6 Replies Latest reply on Oct 26, 2011 5:58 PM by firemars

    Coherence between CPU and GPU in Fusion APU

    firemars

      If I allocate a memory buffer "D" in system memory. And launch two kernerls for CPU and GPU at the same time.

      If GPU use atomic operation on "D", and CPU also use atomic operation on "D".
      Can I get a coherent result?
      Thanks


        • Coherence between CPU and GPU in Fusion APU
          MicahVillmow
          We have a test case that does just this internally, so it does work.
            • Coherence between CPU and GPU in Fusion APU
              firemars

              Thanks for your reply.

              Actually, I also did some experiments on that.

              It seems like that sometimes I can get coherent result, but sometimes not, whatever I use USWC or not.

              When I just run one kernel on CPU or GPU, the result is good under atomic operations between threads. But it does not work very well when I run two kernels at the same time.

              I am interested in how the atomic operations work in two different kernels.  And if I use atomic operation on CPU (use C, not in kernel), can I also get coherent result with the atomic operation inside kernel.

              Thanks

            • Coherence between CPU and GPU in Fusion APU
              MicahVillmow
              firemars,
              I believe this will only work with an APU, not with a discrete. There are no atomic operations across the PCI bus so the atomicity is broken at that point.
                • Coherence between CPU and GPU in Fusion APU
                  firemars

                  Hi Micah,

                  Thanks for your replying. 

                  I did the experiment on APU, which is A8-3850. The OS is windows 7. 

                  I launched two kernels, one for CPU, the other for GPU.

                  Both of the kernels will do atomic_add on one memory object, which is create by CL_MEM_ALLOC_HOST_PTR.

                  As what I seen, the atomic operations between these two kernels can not be guarantee. 

                  I think the reason might be that CPU use write combine buffer. Thus, GPU cannot read the most latest data. 
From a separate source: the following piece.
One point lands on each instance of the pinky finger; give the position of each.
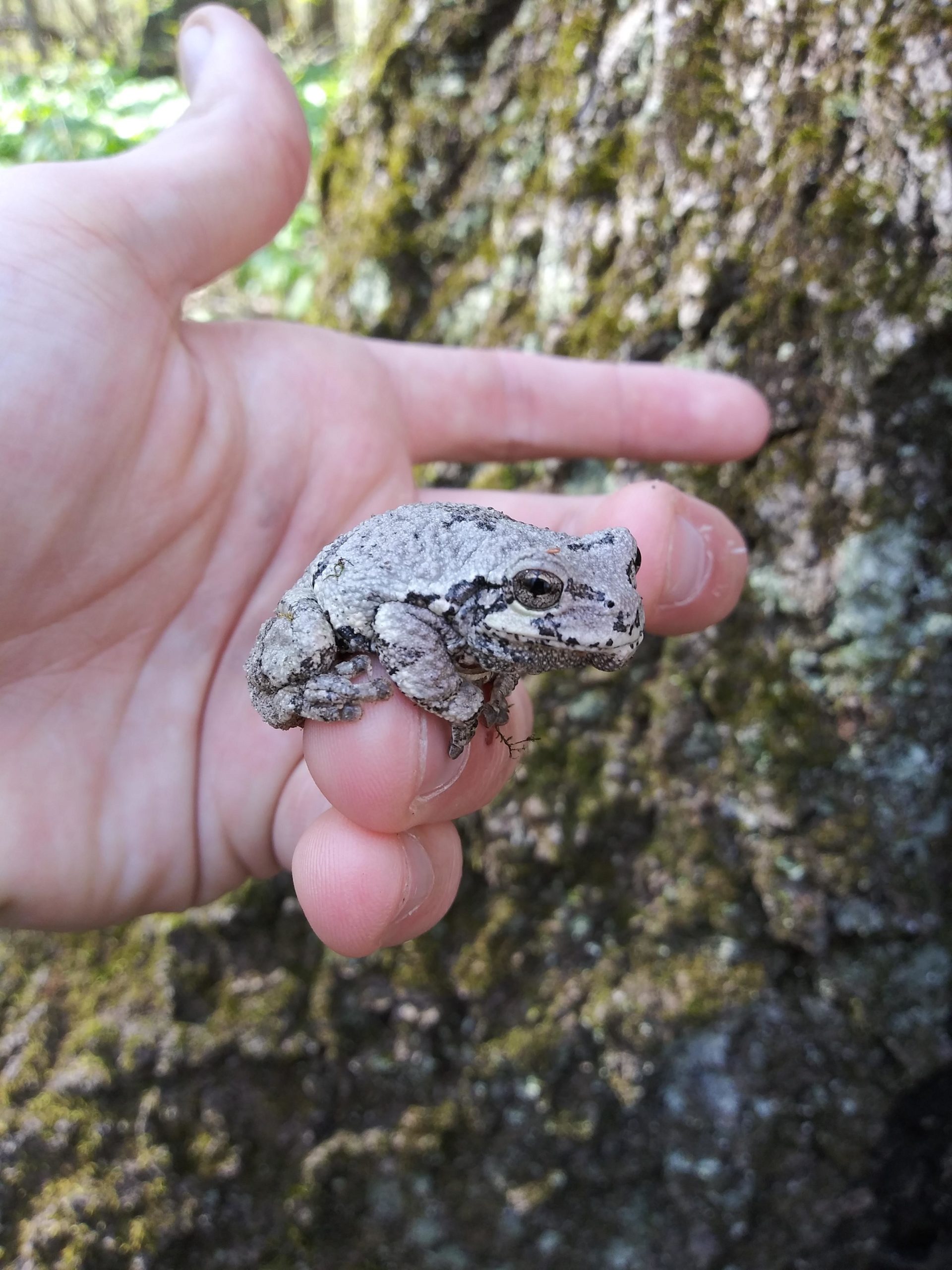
(363, 890)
                  If it is true, is there any way to make sure CPU flush write to the memory. 

                  Thanks

                    • Coherence between CPU and GPU in Fusion APU
                      genaganna

                       

                      Originally posted by: firemars Hi Micah,

                       

                      Thanks for your replying. 

                       

                      I did the experiment on APU, which is A8-3850. The OS is windows 7. 

                       

                      I launched two kernels, one for CPU, the other for GPU.

                       

                      Both of the kernels will do atomic_add on one memory object, which is create by CL_MEM_ALLOC_HOST_PTR.

                       

                      As what I seen, the atomic operations between these two kernels can not be guarantee. 

                       

                      I think the reason might be that CPU use write combine buffer. Thus, GPU cannot read the most latest data. 

                       

                      If it is true, is there any way to make sure CPU flush write to the memory. 

                       

                      Thanks

                       

                      firemars,

                      It is not write combine buffer if buffer is created with CL_MEM_ALLOC_HOST_PTR.
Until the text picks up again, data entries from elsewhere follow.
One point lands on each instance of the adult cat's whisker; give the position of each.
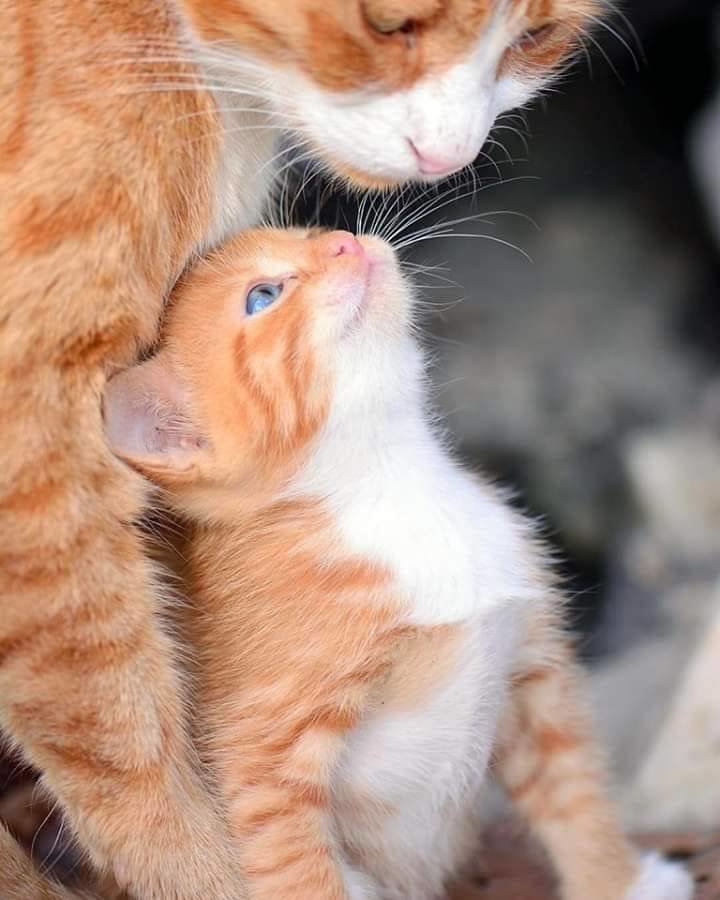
(432, 206)
(430, 201)
(599, 47)
(455, 234)
(621, 40)
(444, 225)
                      It looks like some thing is going wrong. Could you please paste your experimental code here?

                        • Coherence between CPU and GPU in Fusion APU
                          firemars

                          Because the code of my experiment is too long, I copy some relating part right here. The program works well when only use cpu or gpu.

                          However, use cpu+gpu, there is problem on coherency like the situation in the following.

                          The work did by CPU:

                          CPU: data: 1; 

                          CPU: data: 2; 

                          CPU: data 3; 

                          GPU: data: 2; 

                          CPU: data: 3;

                          CPU: data 4;

                          data 3 is repeated done by CPU.

                          Another thing is that if I increase the workload for each data, this situation is reduced.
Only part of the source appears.